The film is brought to a later moment and we see the young woman shopping in a store. She discovers an art book that she likes but realizes she cannot afford the entire book. She glances around her and then rips a page out of the book. On her way out of a store, she sees a wallet and pockets it. Continuing onward, she leaves the store behind her and is then immediately confronted by a man who says that the wallet she stole is his and within the wallet is a vast amount of money. The girl hands over the wallet to the man and the man begins to thumb threw it. He reveals to her that the money is missing and that she now owes him all the money.
Bad Guy, like many of Kim Ki-duk’s films, follows silent characters who rarely talk but whose actions are capable of explaining their emotions. With that in mind, throughout the film, an eerie feeling is present, which leaves the viewer wondering what is going to happen next. With each passing moment, we soon discover the dark life that is ahead for the young woman. Forced to work in a brothel to pay off her dept, the young woman finds herself confronted by the man that kissed her as now he is her bodyguard.
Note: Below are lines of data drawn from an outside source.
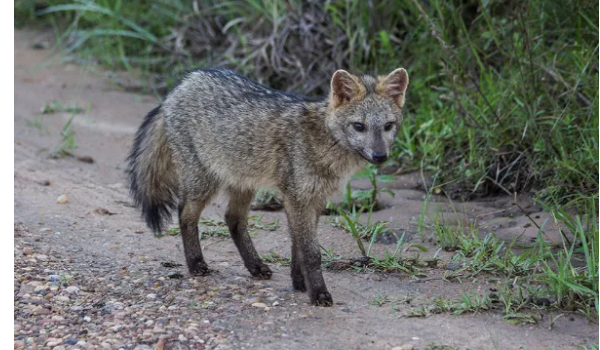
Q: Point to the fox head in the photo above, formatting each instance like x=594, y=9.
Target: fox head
x=365, y=112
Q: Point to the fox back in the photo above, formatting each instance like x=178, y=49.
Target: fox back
x=220, y=131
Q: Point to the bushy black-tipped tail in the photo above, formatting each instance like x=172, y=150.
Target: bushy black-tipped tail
x=152, y=177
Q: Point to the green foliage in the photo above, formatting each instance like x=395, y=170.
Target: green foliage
x=501, y=97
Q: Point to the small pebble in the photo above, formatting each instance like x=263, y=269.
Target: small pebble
x=404, y=347
x=72, y=290
x=70, y=341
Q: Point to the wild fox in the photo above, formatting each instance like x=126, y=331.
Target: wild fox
x=219, y=130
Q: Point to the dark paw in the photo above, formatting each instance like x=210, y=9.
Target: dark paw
x=198, y=268
x=321, y=299
x=261, y=271
x=298, y=283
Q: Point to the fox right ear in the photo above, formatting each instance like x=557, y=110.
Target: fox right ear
x=344, y=88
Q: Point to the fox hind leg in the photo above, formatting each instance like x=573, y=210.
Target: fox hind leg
x=189, y=214
x=236, y=218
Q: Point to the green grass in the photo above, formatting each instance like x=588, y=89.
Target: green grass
x=503, y=99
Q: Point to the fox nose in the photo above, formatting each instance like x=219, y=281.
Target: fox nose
x=379, y=157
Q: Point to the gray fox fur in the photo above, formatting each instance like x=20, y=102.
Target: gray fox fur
x=220, y=131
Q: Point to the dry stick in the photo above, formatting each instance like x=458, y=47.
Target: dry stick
x=521, y=208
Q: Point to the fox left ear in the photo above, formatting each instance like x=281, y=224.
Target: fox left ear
x=394, y=85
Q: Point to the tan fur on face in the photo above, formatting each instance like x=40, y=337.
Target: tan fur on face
x=394, y=85
x=345, y=87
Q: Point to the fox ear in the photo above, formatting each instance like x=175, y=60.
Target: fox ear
x=344, y=87
x=394, y=85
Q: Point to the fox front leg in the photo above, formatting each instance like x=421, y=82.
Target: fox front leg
x=306, y=256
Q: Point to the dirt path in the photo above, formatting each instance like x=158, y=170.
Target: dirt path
x=89, y=274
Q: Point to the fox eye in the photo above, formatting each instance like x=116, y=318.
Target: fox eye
x=360, y=127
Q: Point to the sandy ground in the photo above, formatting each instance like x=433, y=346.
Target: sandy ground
x=90, y=275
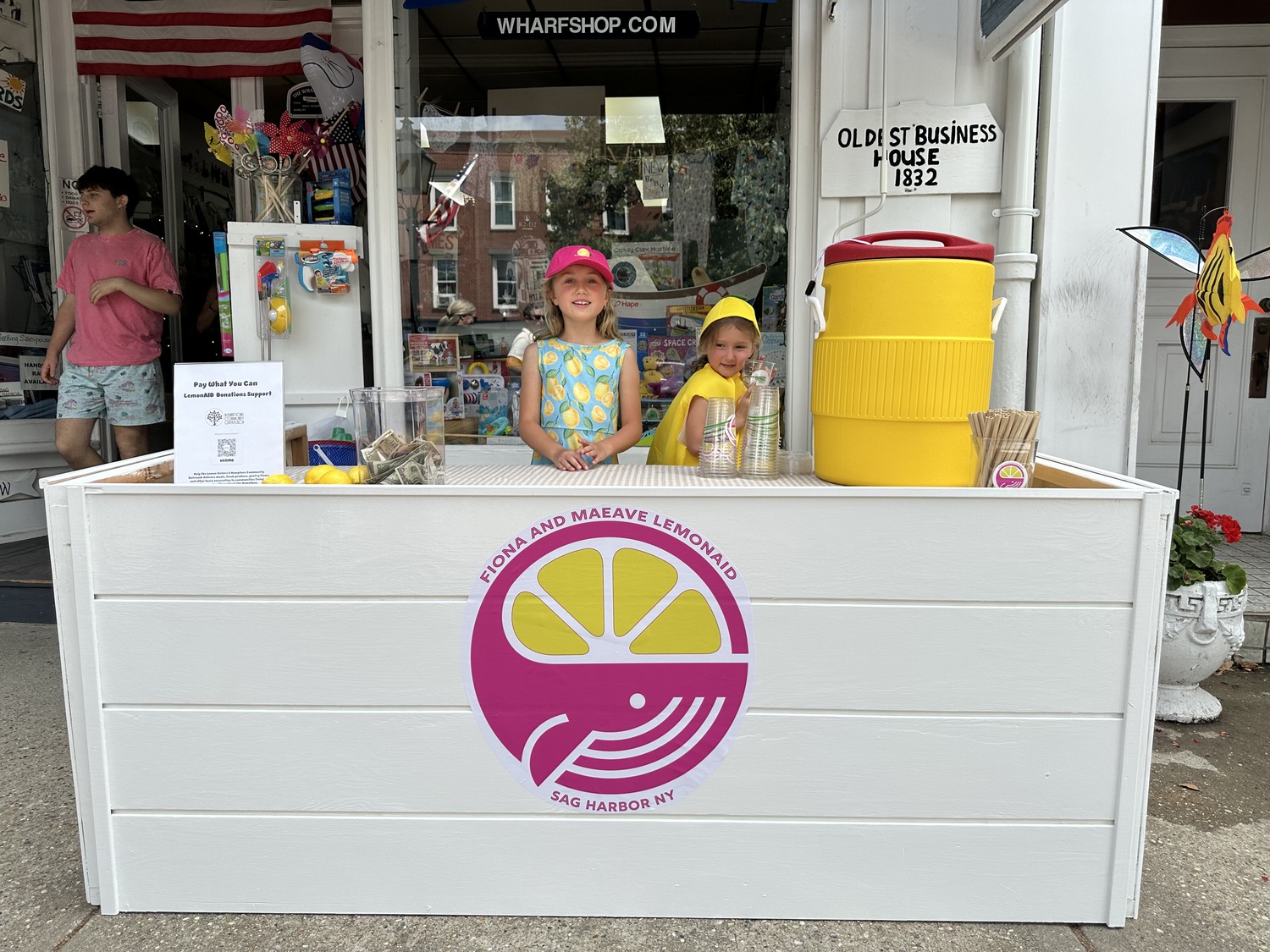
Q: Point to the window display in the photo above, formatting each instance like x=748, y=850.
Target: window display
x=667, y=155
Bad Guy is different from other films by Kim Ki-duk I have seen in the sense that it feels darker than most of. Watching the film can become hard to continue at times, but curiosity keeps one watching as we want to see where Kim Ki-duk takes us. With each passing moment, as more is revealed to the audience, we discover that an unlikely bond has formed between two people of two different worlds. This delicate bond is what keeps the characters from being completely taken over in this dark underground world to which they have been brought. Even with the bond being forged within dark undertones, it still manages to shed some light in a world that has hardly any good left within it.